Why does the syntax allow function declarations inside function bodies?

It does create a lot of questions here on SO where function declarations are mistaken for variable initializations and the like.

a object();

Not to mention most vexing parse.

Is there any use-case that is not easily achieved by the more common scope hiding means like namespaces and members?

Is it for historical reasons?

Addendum: If for historical reasons, inherited from C to limit scope, what is the problem banning them?

Upvotes: 5

Views: 162

Answers (2)

Peter
Peter

Reputation: 36597

Well, the ability to declare functions within function bodies is inherited from C so, by definition, there is a reason involving historical and backward-compatibility reasons. When there is likely to be real-world code which uses a feature, the argument to remove that feature from the language is weakened.

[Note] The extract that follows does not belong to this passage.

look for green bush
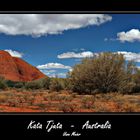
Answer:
[69,53,136,94]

People - particularly those who only use the latest version of the language, and are not required to maintain legacy code - do tend to under-estimate how strong an argument backward compatibility is in C++. The original C++ standard was specifically required to maintain backward compatibility with C. As a rough rule, standards discourage removing old features if doing so is likely to break existing code. It can be done, however, if the only possible usage causes a danger that cannot be prevented (which is reason for removal of gets(), for example).

When maintaining legacy code there are often significant costs with updating a code base to replace all instances of an old construct with some modern replacement. A coding change that may be insignificant for a hobbyist programmer may be extremely costly when maintaining large-scale code bases in regulatory environments, where it is necessary to provide formal evidence and audit trail that the change of code does not affect ability to meet its original requirement.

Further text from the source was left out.